For the ﬁrst time in the country, associated risk factors of underweight, stunting and wasting using logistic regression were evaluated.
- A study of the patterns of under nutrition by single month showed that maximum under nutrition is at 11-12 months and not around 24 months as shown earlier. This had important policy implications: focus on children under 2 years of age; under 1 year for prevention and between 1-2 years for controlling under nutrition.
- For the ﬁrst time in the country, randomized response technique was used to give estimate of percentage – a) truckers indulging in high risk sexual behavior and b) extent of child sexual abuse.
- In impact assessments for WFP projects on ICDS food fortiﬁcation and Fortiﬁed Food for Education Program spread over several states, the ﬁndings revealed several bottlenecks and weaknesses of the implementation of the program, particularly with regard to erratic supply, frequency, coverage, quality, regularity, and quantity.
- An analysis of the nutritive values of food items taken during the last 24 hours at home and in mid-day meal indicated that children were still far below the recommended dietary levels in iron and vitamin A.

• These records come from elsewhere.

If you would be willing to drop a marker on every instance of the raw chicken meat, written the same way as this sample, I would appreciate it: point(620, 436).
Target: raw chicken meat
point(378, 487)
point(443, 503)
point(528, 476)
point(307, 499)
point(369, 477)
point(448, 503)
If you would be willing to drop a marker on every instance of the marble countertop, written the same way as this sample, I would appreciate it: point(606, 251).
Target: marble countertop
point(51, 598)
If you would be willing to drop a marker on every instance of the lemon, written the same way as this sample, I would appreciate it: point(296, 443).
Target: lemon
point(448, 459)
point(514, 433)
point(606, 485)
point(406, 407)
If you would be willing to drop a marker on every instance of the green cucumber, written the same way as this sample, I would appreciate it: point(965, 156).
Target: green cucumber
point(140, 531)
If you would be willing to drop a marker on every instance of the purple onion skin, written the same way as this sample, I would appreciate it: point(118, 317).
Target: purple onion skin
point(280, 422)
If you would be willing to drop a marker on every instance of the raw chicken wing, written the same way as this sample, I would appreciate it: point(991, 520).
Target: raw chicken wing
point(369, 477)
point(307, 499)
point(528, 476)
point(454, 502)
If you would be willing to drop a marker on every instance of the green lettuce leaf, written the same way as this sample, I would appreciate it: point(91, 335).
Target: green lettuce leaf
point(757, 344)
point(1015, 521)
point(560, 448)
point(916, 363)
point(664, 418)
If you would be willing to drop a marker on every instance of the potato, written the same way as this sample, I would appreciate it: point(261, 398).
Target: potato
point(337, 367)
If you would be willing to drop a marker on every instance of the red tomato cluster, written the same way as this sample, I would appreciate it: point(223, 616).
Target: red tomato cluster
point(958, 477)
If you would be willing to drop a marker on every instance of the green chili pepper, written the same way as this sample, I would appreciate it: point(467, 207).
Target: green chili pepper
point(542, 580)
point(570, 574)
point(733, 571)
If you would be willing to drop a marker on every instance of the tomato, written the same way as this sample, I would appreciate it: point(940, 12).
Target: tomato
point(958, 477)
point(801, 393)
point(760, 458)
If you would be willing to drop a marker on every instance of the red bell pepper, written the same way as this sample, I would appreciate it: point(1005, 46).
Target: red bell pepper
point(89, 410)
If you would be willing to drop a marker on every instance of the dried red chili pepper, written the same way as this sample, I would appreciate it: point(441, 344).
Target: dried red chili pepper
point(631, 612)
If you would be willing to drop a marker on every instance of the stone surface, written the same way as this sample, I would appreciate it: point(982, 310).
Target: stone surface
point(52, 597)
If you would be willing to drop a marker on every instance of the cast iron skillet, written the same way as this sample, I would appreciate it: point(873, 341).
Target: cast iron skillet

- Prepared a District Wise Food Insecurity Atlas of U.P. using. Small area estimates.
- Micro-level (panchayat level) hunger mapping was done using Food Access Survey Tools (FAST) after adaptation to local conditions. A research paper prepared from this study suggests that 'access' part of food insecurity and the related anxiety component are measurable. The paper also suggests an improved hunger index, which can also be derived at local levels. It also suggests a 3-question module which can easily be canvassed at micro level (even by NSSO in consumption surveys).
- IASDS succeeded in convincing the funding agencies and NGOs of the necessity of carrying out a proper baseline, avoid reporting sub-group estimates with inadequate sub-group size, and derive estimates with adequate sample sizes. As a result NNMB stopped giving estimates of clinical deﬁciencies like Bitot Spots at district level. UNICEF carried out a study of estimating prevalence of Bitot Spots with a sample size of over 14000 in contrast to a sample of around 400 being used by NNMB.
- The use of arbitrary cut-offs by IAP classiﬁcation for measuring under nutrition was (as shown by Prof. A. K. Nigam) resulting in to serious underestimation of severe under nutrition. This led to leaving out more than 50 percent severely under nourished children.
- Conducted state of the art studies in many other important areas like KAPB on Infant and Maternal Care, Neonatal Mortality, Maternal and Infant Survival, and Adolescent Reproductive Sexual Health. Also conducted studies on anaemia - administering IFA tablets to adolescent girls. The analysis on sustainability of the effect of IFA even after its withdrawal was innovative.
Methodology for gender disparities in intra household - consumption expenditure.
- On Urban Infrastructure Development including Water Supply, Sanitation and Drainage; Waste Management, Water, Sanitation and Hygiene (WASH).
- 30 Research papers in reputed Journals.
- Special Volume in the Memory of Founder Director Late Prof A. R. Roy.
- Book “Statistical Aspects of Community Health and Nutrition” published in 2015 by A.K. Nigam.